Web crawling and its limitations

tags:

web-crawler

views:

208

answers:

+1 Q:

Web crawling and its limitations

Let's say that we place a file on the web that is publicly assessable if you know the direct URL. There are no links pointing to the file and directory listings have been disabled on the server as well. So while it is publicly accessible, there is no way to reach the page except for typing in the exact URL to this file. What are the chances that a web crawler of any sort (nice or malicious) is able to locate this file by crawling and then indexing the file.

To me, even though it is publicly accessible, its going to require luck or specific knowledge of finding the file. Much like burying gold in by back yard and having someone find it without a map or knowing something is buried there.

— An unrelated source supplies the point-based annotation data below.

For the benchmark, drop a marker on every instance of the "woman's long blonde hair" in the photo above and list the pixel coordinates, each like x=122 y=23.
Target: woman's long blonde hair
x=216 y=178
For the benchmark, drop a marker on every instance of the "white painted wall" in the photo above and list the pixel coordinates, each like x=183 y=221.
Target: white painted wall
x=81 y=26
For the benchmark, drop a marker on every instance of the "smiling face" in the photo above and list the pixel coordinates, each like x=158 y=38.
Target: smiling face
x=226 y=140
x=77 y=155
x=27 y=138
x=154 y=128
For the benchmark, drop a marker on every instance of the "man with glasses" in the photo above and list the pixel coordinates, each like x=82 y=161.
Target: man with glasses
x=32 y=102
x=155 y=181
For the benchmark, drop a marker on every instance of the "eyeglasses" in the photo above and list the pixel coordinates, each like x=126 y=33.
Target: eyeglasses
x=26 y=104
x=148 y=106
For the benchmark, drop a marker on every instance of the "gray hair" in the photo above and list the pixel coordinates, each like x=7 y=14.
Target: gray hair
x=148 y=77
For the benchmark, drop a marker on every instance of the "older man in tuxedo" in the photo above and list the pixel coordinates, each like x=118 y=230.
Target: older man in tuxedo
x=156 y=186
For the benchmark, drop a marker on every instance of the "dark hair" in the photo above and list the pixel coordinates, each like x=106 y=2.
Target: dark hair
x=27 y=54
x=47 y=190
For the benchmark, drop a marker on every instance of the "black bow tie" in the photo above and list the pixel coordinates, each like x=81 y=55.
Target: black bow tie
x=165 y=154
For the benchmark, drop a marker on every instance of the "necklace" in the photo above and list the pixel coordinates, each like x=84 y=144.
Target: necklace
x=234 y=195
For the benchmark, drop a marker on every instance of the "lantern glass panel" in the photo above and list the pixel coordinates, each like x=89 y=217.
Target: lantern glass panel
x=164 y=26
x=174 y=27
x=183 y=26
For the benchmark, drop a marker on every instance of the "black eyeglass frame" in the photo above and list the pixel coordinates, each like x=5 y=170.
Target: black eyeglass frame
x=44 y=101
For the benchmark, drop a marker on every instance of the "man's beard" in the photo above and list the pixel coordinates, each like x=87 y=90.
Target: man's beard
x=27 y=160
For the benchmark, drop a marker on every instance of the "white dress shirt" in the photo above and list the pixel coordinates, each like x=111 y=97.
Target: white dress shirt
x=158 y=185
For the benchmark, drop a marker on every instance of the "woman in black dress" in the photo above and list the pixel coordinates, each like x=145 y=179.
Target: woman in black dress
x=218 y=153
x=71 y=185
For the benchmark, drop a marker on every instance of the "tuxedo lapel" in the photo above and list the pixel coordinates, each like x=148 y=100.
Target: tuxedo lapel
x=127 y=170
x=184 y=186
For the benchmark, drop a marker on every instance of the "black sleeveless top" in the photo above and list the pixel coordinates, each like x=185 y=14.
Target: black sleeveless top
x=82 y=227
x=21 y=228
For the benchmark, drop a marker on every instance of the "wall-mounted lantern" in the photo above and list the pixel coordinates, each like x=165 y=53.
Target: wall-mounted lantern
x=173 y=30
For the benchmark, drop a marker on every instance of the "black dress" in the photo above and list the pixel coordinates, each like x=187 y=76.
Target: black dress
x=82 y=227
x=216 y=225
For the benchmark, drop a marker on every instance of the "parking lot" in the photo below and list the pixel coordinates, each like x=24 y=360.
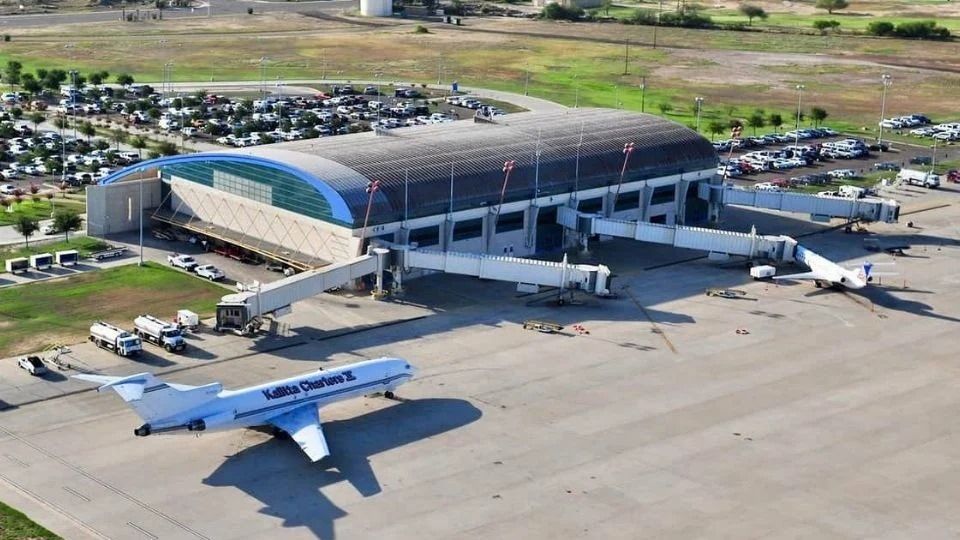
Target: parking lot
x=812 y=164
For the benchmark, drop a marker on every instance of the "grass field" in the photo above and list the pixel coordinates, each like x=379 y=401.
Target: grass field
x=39 y=210
x=15 y=525
x=736 y=72
x=61 y=311
x=84 y=244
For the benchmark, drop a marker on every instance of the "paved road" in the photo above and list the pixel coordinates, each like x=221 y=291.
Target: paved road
x=216 y=8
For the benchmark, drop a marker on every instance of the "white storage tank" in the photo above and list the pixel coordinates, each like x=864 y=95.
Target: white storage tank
x=376 y=8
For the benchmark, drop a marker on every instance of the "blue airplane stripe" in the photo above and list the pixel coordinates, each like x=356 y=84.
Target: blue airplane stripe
x=316 y=397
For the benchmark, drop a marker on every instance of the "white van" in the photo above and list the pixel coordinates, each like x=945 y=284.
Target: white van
x=852 y=192
x=914 y=177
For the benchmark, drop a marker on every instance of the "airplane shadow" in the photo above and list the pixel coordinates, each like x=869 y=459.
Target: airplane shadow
x=279 y=475
x=883 y=298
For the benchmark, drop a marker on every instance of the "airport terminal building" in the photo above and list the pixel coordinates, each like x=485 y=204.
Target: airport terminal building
x=306 y=202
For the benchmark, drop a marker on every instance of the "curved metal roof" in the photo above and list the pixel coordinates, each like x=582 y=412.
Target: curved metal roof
x=577 y=148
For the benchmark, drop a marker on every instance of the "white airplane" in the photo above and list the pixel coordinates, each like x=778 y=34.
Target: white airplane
x=291 y=405
x=825 y=272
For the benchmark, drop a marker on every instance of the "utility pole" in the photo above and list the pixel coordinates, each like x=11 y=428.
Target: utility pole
x=643 y=93
x=887 y=81
x=626 y=57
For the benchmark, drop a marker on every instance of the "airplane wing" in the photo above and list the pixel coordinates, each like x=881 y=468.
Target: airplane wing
x=303 y=425
x=804 y=275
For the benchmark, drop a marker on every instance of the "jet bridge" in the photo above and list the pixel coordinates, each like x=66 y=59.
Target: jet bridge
x=819 y=208
x=753 y=245
x=243 y=312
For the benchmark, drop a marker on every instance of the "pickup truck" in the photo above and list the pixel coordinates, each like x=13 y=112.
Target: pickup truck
x=210 y=272
x=109 y=253
x=186 y=262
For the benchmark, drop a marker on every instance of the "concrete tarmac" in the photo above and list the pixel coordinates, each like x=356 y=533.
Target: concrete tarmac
x=831 y=417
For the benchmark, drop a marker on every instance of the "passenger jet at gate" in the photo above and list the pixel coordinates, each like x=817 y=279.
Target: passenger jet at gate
x=825 y=272
x=290 y=405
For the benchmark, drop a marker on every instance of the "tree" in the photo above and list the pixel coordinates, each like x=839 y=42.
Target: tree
x=98 y=77
x=756 y=120
x=715 y=127
x=66 y=221
x=606 y=5
x=37 y=118
x=26 y=226
x=88 y=130
x=30 y=84
x=753 y=12
x=167 y=148
x=118 y=136
x=61 y=123
x=818 y=115
x=53 y=79
x=823 y=25
x=139 y=143
x=775 y=120
x=557 y=12
x=13 y=72
x=831 y=5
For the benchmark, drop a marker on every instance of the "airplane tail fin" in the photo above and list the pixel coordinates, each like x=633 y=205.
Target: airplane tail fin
x=152 y=399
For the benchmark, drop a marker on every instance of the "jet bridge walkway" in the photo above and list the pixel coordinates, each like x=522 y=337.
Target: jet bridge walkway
x=243 y=312
x=819 y=208
x=752 y=245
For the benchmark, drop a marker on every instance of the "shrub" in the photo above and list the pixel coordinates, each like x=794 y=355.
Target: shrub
x=921 y=30
x=686 y=19
x=556 y=12
x=880 y=28
x=825 y=24
x=641 y=16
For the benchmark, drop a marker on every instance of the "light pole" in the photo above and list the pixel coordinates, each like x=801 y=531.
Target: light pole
x=796 y=141
x=507 y=168
x=140 y=174
x=576 y=94
x=263 y=76
x=887 y=81
x=643 y=93
x=372 y=187
x=627 y=150
x=699 y=101
x=379 y=99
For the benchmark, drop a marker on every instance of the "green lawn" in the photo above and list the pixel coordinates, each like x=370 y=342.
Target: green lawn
x=40 y=209
x=35 y=315
x=84 y=244
x=15 y=525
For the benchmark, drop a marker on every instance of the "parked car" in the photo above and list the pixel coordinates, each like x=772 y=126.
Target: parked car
x=186 y=262
x=33 y=365
x=210 y=272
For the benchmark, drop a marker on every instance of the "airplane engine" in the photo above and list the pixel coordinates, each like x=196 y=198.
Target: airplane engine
x=210 y=422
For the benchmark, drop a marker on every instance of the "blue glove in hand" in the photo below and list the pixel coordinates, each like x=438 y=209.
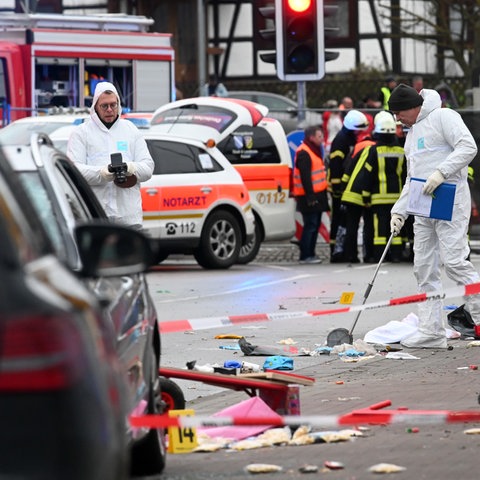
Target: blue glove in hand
x=396 y=223
x=433 y=181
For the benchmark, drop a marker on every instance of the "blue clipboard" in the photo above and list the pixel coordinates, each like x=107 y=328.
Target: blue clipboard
x=438 y=206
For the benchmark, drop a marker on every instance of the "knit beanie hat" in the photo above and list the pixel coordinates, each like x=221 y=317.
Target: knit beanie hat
x=404 y=97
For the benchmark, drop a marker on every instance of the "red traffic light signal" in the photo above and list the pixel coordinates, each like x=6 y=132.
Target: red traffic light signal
x=300 y=39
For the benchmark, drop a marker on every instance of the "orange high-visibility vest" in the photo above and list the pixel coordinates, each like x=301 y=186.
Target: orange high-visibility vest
x=319 y=173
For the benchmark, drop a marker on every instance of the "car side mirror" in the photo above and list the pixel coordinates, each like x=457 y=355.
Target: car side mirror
x=108 y=250
x=292 y=111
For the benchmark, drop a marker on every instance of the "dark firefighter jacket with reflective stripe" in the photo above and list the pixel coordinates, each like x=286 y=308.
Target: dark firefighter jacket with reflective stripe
x=318 y=173
x=340 y=151
x=378 y=177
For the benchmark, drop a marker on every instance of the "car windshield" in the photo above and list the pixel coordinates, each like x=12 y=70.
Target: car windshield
x=43 y=206
x=205 y=115
x=177 y=157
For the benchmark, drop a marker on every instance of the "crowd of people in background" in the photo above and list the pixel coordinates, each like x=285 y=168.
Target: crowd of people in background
x=365 y=166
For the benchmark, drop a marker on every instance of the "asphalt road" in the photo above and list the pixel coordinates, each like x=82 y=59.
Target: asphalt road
x=435 y=381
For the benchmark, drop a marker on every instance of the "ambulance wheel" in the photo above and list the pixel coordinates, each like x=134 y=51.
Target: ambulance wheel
x=172 y=395
x=148 y=454
x=220 y=242
x=249 y=251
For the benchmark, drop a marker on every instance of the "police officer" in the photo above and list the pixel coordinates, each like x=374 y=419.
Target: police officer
x=310 y=190
x=354 y=124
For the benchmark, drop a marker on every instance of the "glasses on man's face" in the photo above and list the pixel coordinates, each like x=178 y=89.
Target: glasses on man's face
x=106 y=106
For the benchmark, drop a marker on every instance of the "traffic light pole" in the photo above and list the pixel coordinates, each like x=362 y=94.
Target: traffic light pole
x=301 y=100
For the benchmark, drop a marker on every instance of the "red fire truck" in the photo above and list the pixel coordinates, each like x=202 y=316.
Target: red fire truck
x=52 y=60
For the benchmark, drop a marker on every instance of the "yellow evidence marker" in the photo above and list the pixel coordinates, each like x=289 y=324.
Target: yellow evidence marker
x=181 y=439
x=347 y=298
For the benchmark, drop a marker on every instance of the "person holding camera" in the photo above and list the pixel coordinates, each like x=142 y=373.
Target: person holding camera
x=113 y=157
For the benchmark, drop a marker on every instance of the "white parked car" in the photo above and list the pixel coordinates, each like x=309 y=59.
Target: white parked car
x=196 y=202
x=254 y=144
x=19 y=132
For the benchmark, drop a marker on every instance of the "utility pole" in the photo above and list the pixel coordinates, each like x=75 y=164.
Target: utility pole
x=201 y=45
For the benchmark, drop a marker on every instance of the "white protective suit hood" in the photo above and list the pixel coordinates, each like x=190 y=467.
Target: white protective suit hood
x=438 y=140
x=90 y=146
x=102 y=87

I just can't see any other way it would be discovered, but that's why I'm asking the stackoverflow community.

Thanks.

+1 A:

Links can occur anywhere - someone could Twitter a link to it, or post it on Facebook, or in a comment on a blog. It only takes one.

If it's vital that it not show up anywhere, put it behind a password.

If it's not vital but you'd still prefer it not be easily accessible via search engine, use a robots.txt file to block well behaved crawlers.

ceejayoz 2009-05-25 17:51:48

Wouldn't a robots.txt indicate the URL to badly-behaved crawlers, who otherwise wouldn't ever have found it?

MarkJ 2009-05-25 19:29:09

Yes, which is why I said "if it's not vital". Bad crawlers aren't (usually) feeding public-facing search engines, so if search engine indexing is the main concern robots.txt is an acceptable approach.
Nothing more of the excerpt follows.